The Riverview High graduate served in the Sarasota County Fire Department from 2013 to 2021, after earning his Marketing degree at the University of Central Florida and serving eight years in the National Guard. He also chaired the city’s Planning Board and knows the ins and outs at Sarasota City Hall.

He’s one of six candidates running for two at-large seats on the City Commission, and comes into the race with a working understanding of some of the most critical political issues in the city. 

Like many candidates, he has some gripes with a recent comprehensive plan amendment. “As a Planning Board member, I was not happy we were not including specific language as it relates to affordable or attainable housing, whichever term you want to use,” he said. “If you want to make sure you have the right mix of attainable housing, that must be in place in the comprehensive plan.”

He's also not thrilled with a push away from hearings in from of the Planning Board and City Commission as the city shifts to broader use of administrative review. That’s in part because he thinks any developer seeking a zoning change in effect enters a negotiation with the city regarding the needs of the public.

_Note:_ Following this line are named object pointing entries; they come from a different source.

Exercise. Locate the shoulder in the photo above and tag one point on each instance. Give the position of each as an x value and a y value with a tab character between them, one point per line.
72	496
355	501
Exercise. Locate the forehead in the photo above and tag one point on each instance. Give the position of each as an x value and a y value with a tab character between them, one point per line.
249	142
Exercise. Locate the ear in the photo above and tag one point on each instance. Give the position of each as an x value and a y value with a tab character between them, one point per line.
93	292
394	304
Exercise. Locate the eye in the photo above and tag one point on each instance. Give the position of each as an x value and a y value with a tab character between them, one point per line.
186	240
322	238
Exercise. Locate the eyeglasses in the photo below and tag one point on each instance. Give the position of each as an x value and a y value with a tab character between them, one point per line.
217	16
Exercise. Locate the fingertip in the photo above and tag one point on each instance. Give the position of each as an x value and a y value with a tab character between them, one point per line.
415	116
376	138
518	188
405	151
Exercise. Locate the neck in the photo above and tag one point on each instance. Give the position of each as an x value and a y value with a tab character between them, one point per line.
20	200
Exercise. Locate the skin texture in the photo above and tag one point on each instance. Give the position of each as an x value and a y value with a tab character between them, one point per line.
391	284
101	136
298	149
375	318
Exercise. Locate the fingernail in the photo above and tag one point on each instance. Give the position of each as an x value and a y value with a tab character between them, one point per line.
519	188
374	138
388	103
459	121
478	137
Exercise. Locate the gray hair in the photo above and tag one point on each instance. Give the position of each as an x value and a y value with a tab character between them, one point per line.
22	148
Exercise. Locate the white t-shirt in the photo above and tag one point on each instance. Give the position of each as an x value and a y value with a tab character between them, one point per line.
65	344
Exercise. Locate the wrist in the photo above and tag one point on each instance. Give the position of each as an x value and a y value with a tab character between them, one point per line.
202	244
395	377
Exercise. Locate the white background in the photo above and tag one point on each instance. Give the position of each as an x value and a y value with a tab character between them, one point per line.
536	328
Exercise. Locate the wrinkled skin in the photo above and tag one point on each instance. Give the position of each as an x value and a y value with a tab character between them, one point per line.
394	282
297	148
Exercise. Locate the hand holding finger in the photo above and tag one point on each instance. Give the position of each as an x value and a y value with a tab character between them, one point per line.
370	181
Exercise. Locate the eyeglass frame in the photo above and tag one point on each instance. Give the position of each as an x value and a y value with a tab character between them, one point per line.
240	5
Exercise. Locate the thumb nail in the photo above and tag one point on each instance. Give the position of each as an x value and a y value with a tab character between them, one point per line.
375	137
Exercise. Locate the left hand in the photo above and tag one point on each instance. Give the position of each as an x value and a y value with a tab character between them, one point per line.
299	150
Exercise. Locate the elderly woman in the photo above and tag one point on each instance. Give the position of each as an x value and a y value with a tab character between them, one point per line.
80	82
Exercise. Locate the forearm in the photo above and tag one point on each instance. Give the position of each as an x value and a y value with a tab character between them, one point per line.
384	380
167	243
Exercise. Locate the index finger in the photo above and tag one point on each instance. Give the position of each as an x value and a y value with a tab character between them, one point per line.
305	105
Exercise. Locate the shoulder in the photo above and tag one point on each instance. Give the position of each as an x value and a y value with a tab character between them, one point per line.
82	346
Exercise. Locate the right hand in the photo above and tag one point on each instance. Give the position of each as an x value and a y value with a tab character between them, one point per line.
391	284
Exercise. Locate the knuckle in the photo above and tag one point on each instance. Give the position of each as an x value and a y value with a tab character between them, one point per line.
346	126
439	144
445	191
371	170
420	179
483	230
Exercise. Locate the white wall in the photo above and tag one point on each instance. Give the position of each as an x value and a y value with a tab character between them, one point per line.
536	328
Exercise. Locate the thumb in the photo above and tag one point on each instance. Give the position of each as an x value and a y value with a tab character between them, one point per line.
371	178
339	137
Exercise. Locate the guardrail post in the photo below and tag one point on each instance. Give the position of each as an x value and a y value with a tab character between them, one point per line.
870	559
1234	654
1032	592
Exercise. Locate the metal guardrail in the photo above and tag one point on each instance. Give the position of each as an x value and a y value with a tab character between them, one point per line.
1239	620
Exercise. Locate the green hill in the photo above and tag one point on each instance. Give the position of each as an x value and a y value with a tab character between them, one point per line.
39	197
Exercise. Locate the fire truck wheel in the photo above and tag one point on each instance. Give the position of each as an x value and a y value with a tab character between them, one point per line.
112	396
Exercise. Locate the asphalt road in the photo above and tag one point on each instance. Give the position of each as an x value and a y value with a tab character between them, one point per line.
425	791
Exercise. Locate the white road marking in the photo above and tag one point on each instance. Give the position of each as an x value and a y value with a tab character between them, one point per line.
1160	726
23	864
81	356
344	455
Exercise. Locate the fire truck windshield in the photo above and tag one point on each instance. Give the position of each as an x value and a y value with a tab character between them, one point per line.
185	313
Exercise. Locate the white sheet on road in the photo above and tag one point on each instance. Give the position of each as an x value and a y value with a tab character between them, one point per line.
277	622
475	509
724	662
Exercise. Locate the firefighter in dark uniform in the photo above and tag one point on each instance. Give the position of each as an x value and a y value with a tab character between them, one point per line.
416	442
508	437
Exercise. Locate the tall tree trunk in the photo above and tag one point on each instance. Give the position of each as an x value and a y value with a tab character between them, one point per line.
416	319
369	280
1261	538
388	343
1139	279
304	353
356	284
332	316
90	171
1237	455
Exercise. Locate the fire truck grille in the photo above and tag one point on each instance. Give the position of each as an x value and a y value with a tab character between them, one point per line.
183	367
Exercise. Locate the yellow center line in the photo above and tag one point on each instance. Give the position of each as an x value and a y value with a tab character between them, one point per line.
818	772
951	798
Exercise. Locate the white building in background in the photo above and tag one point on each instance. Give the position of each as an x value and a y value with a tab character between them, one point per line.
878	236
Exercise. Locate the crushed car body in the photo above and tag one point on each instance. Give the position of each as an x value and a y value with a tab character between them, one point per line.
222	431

“It is in the citizens of Sarasota’s best interest to negotiate to obtain attainable house, which will result in more mixed use,” he said. “That will mean commercial and residential, but also a mix of income levels, with some lower and some higher end housing. That is more inline with the national standard which HUD (U.S. Housing and Urban Development) has put out. You don’t want low-income neighborhoods and high-income neighborhoods. You want mixed neighborhoods.”

Salem has stressed his background growing up in poverty and now running T. Salem Housing, dealing in part in Section 8 housing much like that where his family grew up and eventually prospered. That, too, sets him apart as a candidate in the running, he said.

“Sarasotans should be honored as many candidates as we have entered into this race,” he said. “We have people working and taking civic obligations vert seriously, and that is commendable in my eyes. But it is not hard to see, as far as the east is from the west, there is no other candidate that brings the city of Sarasota the life experiences I have, as well as the diverse background in various aspects of life.”

Salem faces Jennifer Ahearn-Koch, Dan Lobeck, Sheldon Rich, Carl Shoffstall and Debbie Trice in the Aug. 23 election. The top three vote-getters advance to a November election.